Senate debates

Wednesday, 26 March 2025

Bills

Environment Protection and Biodiversity Conservation Amendment (Reconsiderations) Bill 2025; Second Reading

12:07 pm

Photo of Slade BrockmanSlade Brockman (WA, Liberal Party) Share this | Hansard source

I too rise to speak on the Environment Protection and Biodiversity Conservation Amendment (Reconsiderations) Bill 2025. Let me start by congratulating Senator Duniam and the entire Tasmanian Liberal team for the work they've done in this area, dragging this government kicking and screaming to make a sensible policy decision in this area. I won't say this bill is a sensible policy decision, because there are many flaws with it, but I do congratulate Senator Duniam and the entire Tasmanian team for the work they've done in standing up for their home state of Tasmania.

Well, there's a whiff of desperation about this government. An absolute stench is emanating from this government. We saw it last night with the budget, where they threw economic responsibility out the window in an attempt at a headline reading 'Tax cut' when all they are delivering to the hardworking people of Australia is less than a cup of coffee a week. It just wanted the headlines, because that's all this government does. It's based on political expediency: attempting to get its own ideological ideas up whilst retaining power at all costs.

We saw it with the EPA discussion, when the Prime Minister, with great fanfare, took the cabinet to my home state of Western Australia and very clearly stated that plans for things like the EPA and nature-positive laws had been shelved. Premier Cook made a big show of strength out of it, about how he'd forced change on the federal government—for his own electoral purposes—and the Prime Minister seemed to back him up.

Then we get back to this place, and revealed through freedom of information, just a few days after that visit to Western Australia, was this correspondence between the Labor government and the Greens—two groups that have been fighting like Kilkenny cats in here today—undermining what the Prime Minister had publicly said, seeking to do a deal about the EPA, when that had already been ruled out. I'm going to quote from this document. This is coming from the government:

I would be grateful for your confirmation that the Australian Greens will support the bills, including the amendments above—

We're talking about the EPA bills here—

when they come before the Senate. I also seek confirmation, as discussed—

So, the deal was being done—

that you will support the Government on all procedural votes required to ensure the timely passage of the bills through the Senate as early as possible this sitting week, including on a guillotine or similar motion.

There were dirty deals between Labor and the Greens, in here fighting like Kilkenny cats today but doing these dirty deals behind closed doors, saying something very different in my home state of Western Australia.

Senator Cash is in the chamber, and Senator O'Sullivan is in the chamber. When we look at this bill, it begs the question: what about the North West Shelf? In the dead of yesterday, in the cover of the budget, the decision on the North West Shelf under the EBPC Act was pushed out until after the election—pushed out again, delayed again. How long has this project been waiting? What state approval process has this project been going through?

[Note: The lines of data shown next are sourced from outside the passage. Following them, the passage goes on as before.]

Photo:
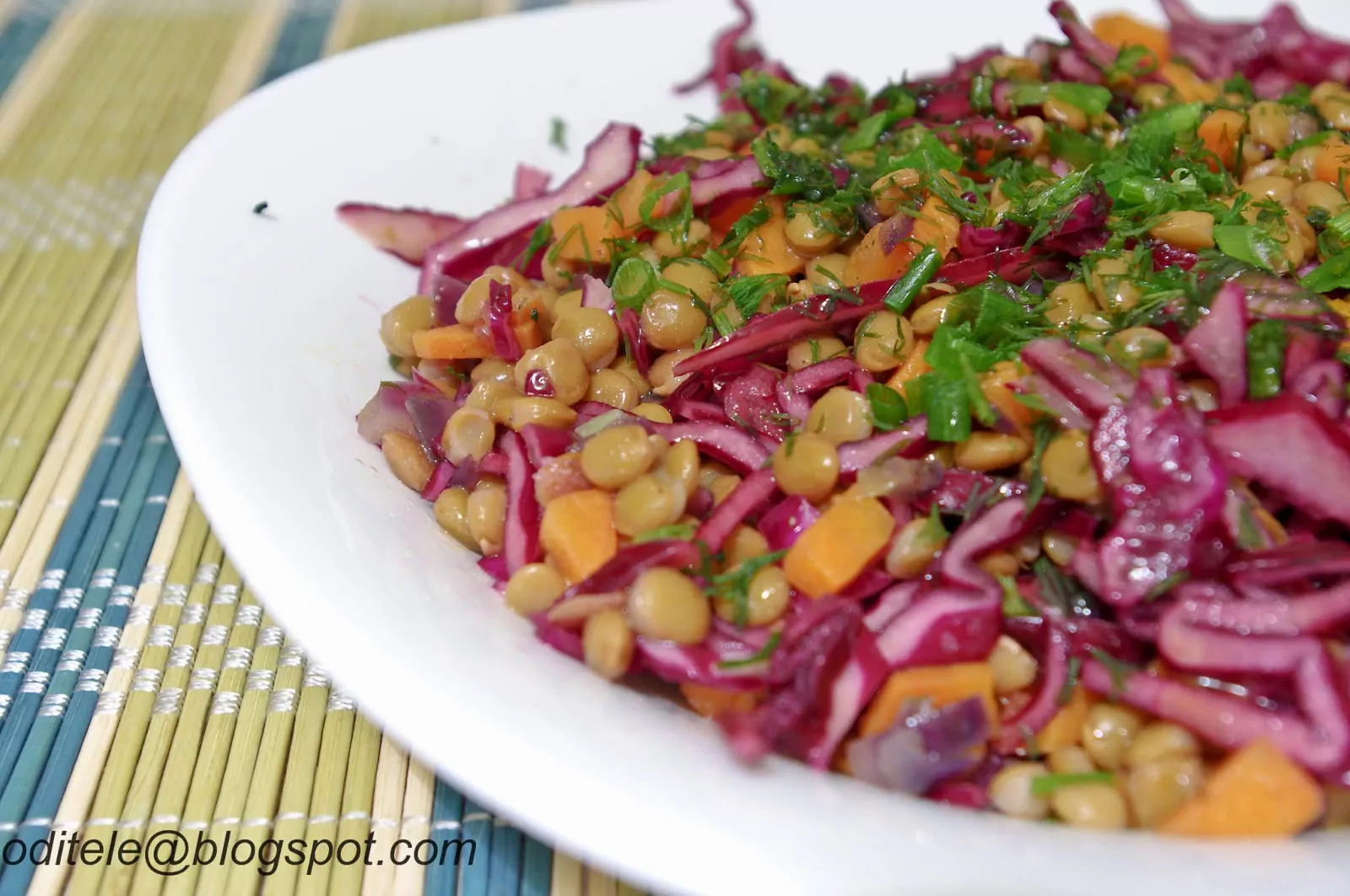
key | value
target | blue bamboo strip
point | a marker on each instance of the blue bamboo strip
(537, 876)
(22, 34)
(72, 562)
(301, 40)
(87, 498)
(477, 826)
(446, 808)
(62, 736)
(504, 860)
(69, 634)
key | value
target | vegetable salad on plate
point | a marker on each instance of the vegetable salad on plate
(983, 436)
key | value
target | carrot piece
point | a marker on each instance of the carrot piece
(451, 343)
(1187, 84)
(722, 220)
(582, 234)
(627, 207)
(1219, 132)
(839, 545)
(578, 532)
(766, 250)
(944, 684)
(713, 702)
(935, 225)
(1255, 792)
(1120, 30)
(1333, 162)
(1066, 726)
(913, 367)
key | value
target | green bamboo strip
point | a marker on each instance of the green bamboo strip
(284, 815)
(416, 825)
(58, 141)
(173, 785)
(44, 510)
(164, 718)
(357, 802)
(218, 738)
(135, 709)
(45, 67)
(71, 817)
(256, 733)
(569, 876)
(61, 362)
(386, 807)
(326, 805)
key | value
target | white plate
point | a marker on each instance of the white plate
(261, 335)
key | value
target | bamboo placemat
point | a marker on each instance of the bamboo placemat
(145, 695)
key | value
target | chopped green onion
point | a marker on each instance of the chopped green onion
(1046, 785)
(679, 532)
(1248, 243)
(759, 656)
(634, 283)
(1266, 340)
(948, 409)
(888, 409)
(908, 286)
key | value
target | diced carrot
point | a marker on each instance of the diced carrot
(913, 367)
(578, 532)
(451, 343)
(722, 220)
(1219, 132)
(935, 225)
(1187, 85)
(1120, 30)
(713, 702)
(580, 234)
(1066, 727)
(839, 545)
(942, 684)
(1334, 162)
(627, 207)
(1255, 792)
(766, 250)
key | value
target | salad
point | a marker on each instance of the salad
(983, 436)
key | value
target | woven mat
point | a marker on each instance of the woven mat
(143, 691)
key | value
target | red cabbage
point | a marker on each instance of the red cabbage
(520, 544)
(609, 161)
(632, 331)
(675, 663)
(632, 560)
(388, 412)
(500, 324)
(402, 232)
(596, 294)
(1088, 382)
(440, 477)
(1168, 490)
(1289, 445)
(735, 180)
(785, 522)
(1219, 347)
(733, 447)
(531, 182)
(746, 498)
(751, 402)
(922, 748)
(908, 439)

It's not one year, Senator O'Sullivan—you know this—and not two years, Senator Cash; I know you know this. It is six years—six years through a state approval process. Yet the Labor government still kicks the can down the road. They pretend to support Western Australia. They pretend to support the gas industry. But do they really, when they've got secret deals being done with the Greens over the EPA bills, when they've got the nature-positive bills tucked in the back drawer, just waiting until after the election, when they know they've got to do a deals with the Greens on the crossbench to retain government—or they think they might have to?

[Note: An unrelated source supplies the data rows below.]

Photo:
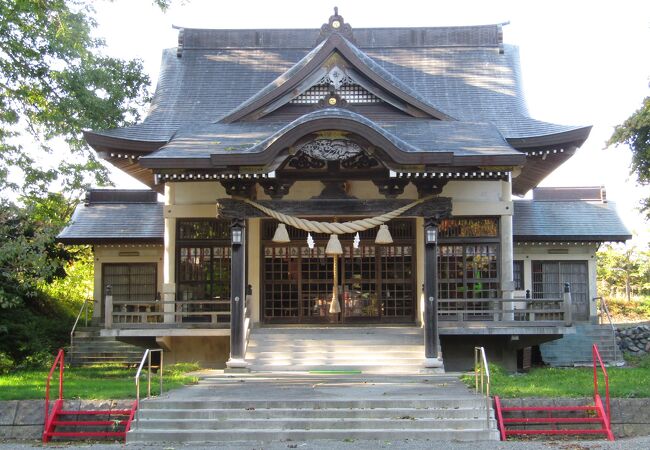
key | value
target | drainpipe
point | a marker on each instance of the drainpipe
(432, 355)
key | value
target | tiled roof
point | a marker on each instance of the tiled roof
(540, 221)
(420, 135)
(458, 70)
(115, 222)
(567, 220)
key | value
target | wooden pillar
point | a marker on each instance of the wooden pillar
(431, 338)
(237, 295)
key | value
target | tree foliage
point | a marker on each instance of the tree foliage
(623, 271)
(54, 83)
(29, 255)
(635, 132)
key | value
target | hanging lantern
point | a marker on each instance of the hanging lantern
(335, 306)
(334, 246)
(357, 241)
(383, 235)
(281, 235)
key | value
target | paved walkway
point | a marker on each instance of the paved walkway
(639, 443)
(303, 386)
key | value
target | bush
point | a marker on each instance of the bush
(30, 334)
(634, 310)
(6, 363)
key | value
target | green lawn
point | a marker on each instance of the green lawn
(627, 382)
(91, 383)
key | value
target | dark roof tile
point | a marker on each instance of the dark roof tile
(567, 221)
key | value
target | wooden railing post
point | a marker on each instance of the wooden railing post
(108, 307)
(568, 313)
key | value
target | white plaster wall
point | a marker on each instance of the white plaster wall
(193, 193)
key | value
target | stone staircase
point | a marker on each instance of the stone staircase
(90, 348)
(365, 349)
(575, 349)
(291, 406)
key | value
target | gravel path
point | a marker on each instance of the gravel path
(638, 443)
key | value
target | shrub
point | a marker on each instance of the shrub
(6, 363)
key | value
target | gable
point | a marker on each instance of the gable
(334, 73)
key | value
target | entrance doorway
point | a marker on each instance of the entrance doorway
(376, 282)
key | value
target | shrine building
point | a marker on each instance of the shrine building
(342, 177)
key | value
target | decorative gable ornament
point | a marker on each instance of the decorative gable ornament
(336, 24)
(330, 149)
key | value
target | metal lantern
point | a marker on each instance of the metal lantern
(334, 246)
(383, 235)
(281, 235)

Well, there's only one way for Western Australians to stop this, and that's to make sure we don't have a minority government after the next election, that we don't have Labor and the Greens doing deals after the next election, whether it's in this place or the other place. The only way we can ensure sensible policy outcomes that support the jobs of all the FIFO workers in Western Australia and that support the jobs in Tasmania that Senator Duniam has talked about is actually to vote Liberal, to make sure we get this government out and we have a majority Liberal government in place, if you care about things like the North West Shelf project in Western Australia, if you know that those jobs are vital to the economy in Western Australia, if you know that the continuation of that project is vital to energy supplies in Western Australia. Western Australia hasn't faced the blackouts, the failures of the energy system, that places like South Australia have faced, because we have access to abundant, cheap gas. But the Labor government is putting that at risk for their own desperate electoral outcomes.

We've seen this government betray Western Australia so many times. Close to my heart is the betrayal of the sheep industry in Western Australia. For a few Animal Justice Party preferences in the eastern states, they have forsaken the Western Australian sheep industry, a sheep industry that has already declined, under their watch, by more than 25 per cent and looks like it will decline by 50 per cent over this term of government into the early part of the next term of government.